I think the rule is: as long as there is a sequence of at least 3 adjacent 1-bits, you can replace them with 2 1-bits (1 on each side). The new 1-bit can of course merge into an existing run.

This only fails to decrease the needed work for the N/3 and N/5 cases here, which form small regular patterns. For larger regular patterns, or for irregular patterns (2^odd-1), chances are that there will be at least some simplification (unless the pattern is mostly zeros in which case it isn't needed anyway).

jhallenworld · 2024-04-05T15:34:26

I used LFSRs all the time in early FPGAs (XC2000 and XC3000 series). These did not have fast carry chains, so LFSR made a much faster counter than binary. Used them for video timing generators.

artemonster · 2024-04-05T12:12:33

also FYI: so called "golden codes" that are used to modulate GPS information bitstream are also bunch of LFSR counters and chosen in such a way that the whole set of them (around 30? dotn remember) has a very low correlation factor between them

andyjohnson0 · 2024-04-05T12:36:56

> so called "golden codes"

A minor point, but they are called Gold codes -- after Robert Gold, who developed the technique in the 60s.

https://en.wikipedia.org/wiki/Gold_code

kurthr · 2024-04-05T14:06:04

There are also the related Kasami codes. Both are made by selecting uncorrelated LFSR sequences and combining them. That has the advantage of extending code length, while maintaining cross-correlation and whiteness properties. Really helpful in early error correction.

willis936 · 2024-04-05T12:15:55

This is how PRBS works more generally. It's in everything.
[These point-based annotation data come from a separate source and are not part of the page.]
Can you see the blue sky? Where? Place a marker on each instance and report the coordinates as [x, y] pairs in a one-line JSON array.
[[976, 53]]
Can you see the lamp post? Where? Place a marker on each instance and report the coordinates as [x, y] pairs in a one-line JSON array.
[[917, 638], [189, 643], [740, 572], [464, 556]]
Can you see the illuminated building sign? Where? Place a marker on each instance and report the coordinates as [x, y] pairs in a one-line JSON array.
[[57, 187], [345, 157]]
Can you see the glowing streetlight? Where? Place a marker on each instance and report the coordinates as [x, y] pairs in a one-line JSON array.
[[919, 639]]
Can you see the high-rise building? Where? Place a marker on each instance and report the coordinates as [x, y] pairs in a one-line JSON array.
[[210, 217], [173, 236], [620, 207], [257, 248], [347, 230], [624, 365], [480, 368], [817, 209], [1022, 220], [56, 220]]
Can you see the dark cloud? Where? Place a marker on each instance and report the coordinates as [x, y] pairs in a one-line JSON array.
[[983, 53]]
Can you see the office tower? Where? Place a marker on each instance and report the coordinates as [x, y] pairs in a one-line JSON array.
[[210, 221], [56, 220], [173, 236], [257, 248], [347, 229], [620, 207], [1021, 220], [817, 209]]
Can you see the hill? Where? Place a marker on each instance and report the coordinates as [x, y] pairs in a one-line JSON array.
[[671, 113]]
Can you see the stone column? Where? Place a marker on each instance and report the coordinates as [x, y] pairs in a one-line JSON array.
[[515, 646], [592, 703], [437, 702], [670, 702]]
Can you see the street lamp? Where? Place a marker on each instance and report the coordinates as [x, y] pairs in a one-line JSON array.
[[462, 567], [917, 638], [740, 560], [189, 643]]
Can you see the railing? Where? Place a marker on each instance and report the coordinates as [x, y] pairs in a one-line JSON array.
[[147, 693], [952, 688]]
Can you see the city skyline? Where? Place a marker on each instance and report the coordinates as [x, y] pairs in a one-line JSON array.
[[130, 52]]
Use the same factors and set the start point.

Iiuc what you're describing is using different sets of factors, which would guarantee low correlation, if differing spectra.

https://en.wikipedia.org/wiki/Pseudorandom_binary_sequence

kurthr · 2024-04-05T14:08:51

Yes, for LFSRs it is often the high ratio of auto/cross correlation for the particular encode phase, along with the ease of generation and deconvolution for single bit signaling at low SNR. I don't know that most other pseudo-random codes have this property.